Muchos habrán pasado por alto las relaciones entre la percepción por el funcionamiento de la justicia y la demanda de libertad. Algunos habrán puesto acento en el primer aspecto, destacando el nivel de desconfianza y pegando el grito en el cielo. Otros, habrán considerado que la política de la seguridad democrática y, en general, el argumento de la seguridad pierde terreno. Algunos, también, habrán pegado el grito en el cielo.

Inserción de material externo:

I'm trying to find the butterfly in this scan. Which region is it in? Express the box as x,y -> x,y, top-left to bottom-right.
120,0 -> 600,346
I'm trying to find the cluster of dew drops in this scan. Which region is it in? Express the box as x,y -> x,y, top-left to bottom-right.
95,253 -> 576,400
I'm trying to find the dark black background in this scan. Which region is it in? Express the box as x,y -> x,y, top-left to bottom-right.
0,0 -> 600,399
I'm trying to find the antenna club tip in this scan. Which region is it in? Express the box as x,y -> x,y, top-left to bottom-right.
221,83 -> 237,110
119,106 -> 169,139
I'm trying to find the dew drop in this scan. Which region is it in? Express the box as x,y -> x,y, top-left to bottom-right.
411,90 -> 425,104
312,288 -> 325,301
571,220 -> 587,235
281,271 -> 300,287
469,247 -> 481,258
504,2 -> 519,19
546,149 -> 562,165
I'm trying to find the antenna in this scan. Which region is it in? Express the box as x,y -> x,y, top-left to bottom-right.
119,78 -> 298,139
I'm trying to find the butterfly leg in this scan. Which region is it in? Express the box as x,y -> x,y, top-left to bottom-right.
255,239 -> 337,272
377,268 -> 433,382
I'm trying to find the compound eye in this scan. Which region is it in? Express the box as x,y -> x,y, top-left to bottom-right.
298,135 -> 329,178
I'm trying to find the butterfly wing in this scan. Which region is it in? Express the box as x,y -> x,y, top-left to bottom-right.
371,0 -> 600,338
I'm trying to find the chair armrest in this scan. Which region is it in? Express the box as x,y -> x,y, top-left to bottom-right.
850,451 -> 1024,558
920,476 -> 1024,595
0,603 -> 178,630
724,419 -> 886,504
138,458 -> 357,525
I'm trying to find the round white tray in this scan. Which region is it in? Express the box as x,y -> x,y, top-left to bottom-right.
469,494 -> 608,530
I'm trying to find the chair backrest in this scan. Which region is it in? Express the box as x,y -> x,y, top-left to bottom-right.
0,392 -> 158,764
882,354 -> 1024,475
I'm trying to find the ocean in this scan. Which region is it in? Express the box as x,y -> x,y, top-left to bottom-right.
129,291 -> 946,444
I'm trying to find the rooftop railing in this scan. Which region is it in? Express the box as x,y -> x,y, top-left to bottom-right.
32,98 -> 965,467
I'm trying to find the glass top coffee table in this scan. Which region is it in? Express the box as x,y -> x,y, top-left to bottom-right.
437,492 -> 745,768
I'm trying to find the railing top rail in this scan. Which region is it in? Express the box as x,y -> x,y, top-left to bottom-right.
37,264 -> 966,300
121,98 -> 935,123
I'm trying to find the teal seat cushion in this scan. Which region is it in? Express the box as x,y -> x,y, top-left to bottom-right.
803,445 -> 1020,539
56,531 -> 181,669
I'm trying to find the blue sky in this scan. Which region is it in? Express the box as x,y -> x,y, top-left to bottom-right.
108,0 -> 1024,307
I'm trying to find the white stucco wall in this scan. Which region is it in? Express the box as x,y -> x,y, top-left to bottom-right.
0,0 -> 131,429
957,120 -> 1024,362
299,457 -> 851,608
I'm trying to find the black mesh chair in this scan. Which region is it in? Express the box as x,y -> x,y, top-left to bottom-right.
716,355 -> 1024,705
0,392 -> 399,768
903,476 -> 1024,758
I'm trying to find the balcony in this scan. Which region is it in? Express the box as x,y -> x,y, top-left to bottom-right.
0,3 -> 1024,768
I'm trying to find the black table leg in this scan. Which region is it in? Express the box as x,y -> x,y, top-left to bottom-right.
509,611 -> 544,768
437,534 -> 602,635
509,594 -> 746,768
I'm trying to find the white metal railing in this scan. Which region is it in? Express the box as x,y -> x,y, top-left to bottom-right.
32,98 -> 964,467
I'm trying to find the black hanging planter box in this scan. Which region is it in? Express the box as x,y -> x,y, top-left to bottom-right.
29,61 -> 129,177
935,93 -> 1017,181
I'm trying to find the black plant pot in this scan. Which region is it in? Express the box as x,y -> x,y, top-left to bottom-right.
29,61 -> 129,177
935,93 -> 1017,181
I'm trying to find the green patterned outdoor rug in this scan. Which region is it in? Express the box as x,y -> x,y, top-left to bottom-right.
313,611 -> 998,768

En un interesante libro sobre el derecho constitucional latinoamericano, el profesor Rodolfo Arango señalaba que “sin intencionalidad colectiva no podemos ejercer poderes deónticos, esto es, el poder no meramente fáctico sino normativo, que distingue el derecho de la fuerza física” [1]. Para muchos, esto puede aparecer como una jeringonza sin sentido. Sin embargo, expresa una idea profundamente importante que, referido al derecho, a la justicia y a los derechos, viene a significar que, sin esa intencionalidad colectiva, el derecho en general, la justicia y los derechos, son letra muerta.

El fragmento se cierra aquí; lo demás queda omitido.